Birkholz noted that some older sidewalks will be removed, replaced, or improved to meet Americans with Disabilities Act (ADA) standards.
Lift station pump
Birkholz presented cost estimates to either repair or replace a lift station pump, located in a storm water pond near Westgate Drive.
He said that the pump could be repaired for $6,718, but it would be wiser to replace it entirely for approximately $12,000. He said the pump was installed between 20 and 25 years ago, and suggested it could break down again, even if the necessary repairs are made.
The city’s contract for utility locating with United Locating Services expired Dec. 15, 2019, and the company is seeking to renegotiate for a higher rate, so Birkholz presented the council with an alternate option.
He first explained that a contractor, homeowner, or anyone doing work within Winsted that requires digging is required to have underground utilities located before any construction can begin.
The public utilities in question, specifically, are city water, sanitary sewer, storm sewer, and city-owned street lights.
“Services are used to locate city-owned utilities; that way, we can protect them from being hit from any kind of excavation,” Birkholz explained.
He noted that locating equipment can be purchased, and city staff could be trained to perform the locating services, when needed. Until then, Birkholz recommended moving forward with a new contract with United Locating Services, paying a higher rate than before.
During the council’s regular meeting, the issues discussed during the workshop were voted on.
Mayor Steve Stotko listed all the items on the consent agenda, and the council approved the pavement management plan, authorized an agreement with United Locating Services, authorized an agreement with Solberg’s Tree Service, and authorized Birkholz to approve a quotation from Quality Flow Systems for the replacement of a heavy-duty submersible pump for the Westgate storm water pond.
The council adopted the Recommended 2020 City Council Priorities for the City of Winsted. This included a list of 18 priorities for city improvement, which the council decided upon during its annual goal-setting retreat Jan 22.
Birkholz noted that each project will be brought before the city council on a case-by-case basis for final approval.
HLWW students’ presentation
Stephanie Nowak and Marlene Gutierrez, students at Howard Lake-Waverly-Winsted High School, presented an organization report to the city council.
Nowak introduced herself as the HLWW student council president, and Gutierrez said she was the student council vice president.
“We wanted to talk to you about some of the things that we’ve been doing this year for our school,” Nowak said.
She described how the student council wrote positive notes to various students, and posted the notes on their lockers for encouragement.

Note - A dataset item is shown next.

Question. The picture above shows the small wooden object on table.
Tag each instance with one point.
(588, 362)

Gutierrez described the upcoming Sadie Hawkins dance as the biggest fundraiser of the year.
Nowak explained how they would like to create a student movie night, themed as a drive-in experience, as a way to “get the school together, outside of just school days.”
Both young women, who are seniors, praised the teachers and staff at HHLW.
“The staff is amazing, and all the teachers are so kind; you can reach out to them with any issues or anything,” said Nowak.
“I really enjoy the teachers, too,” Gutierrez added.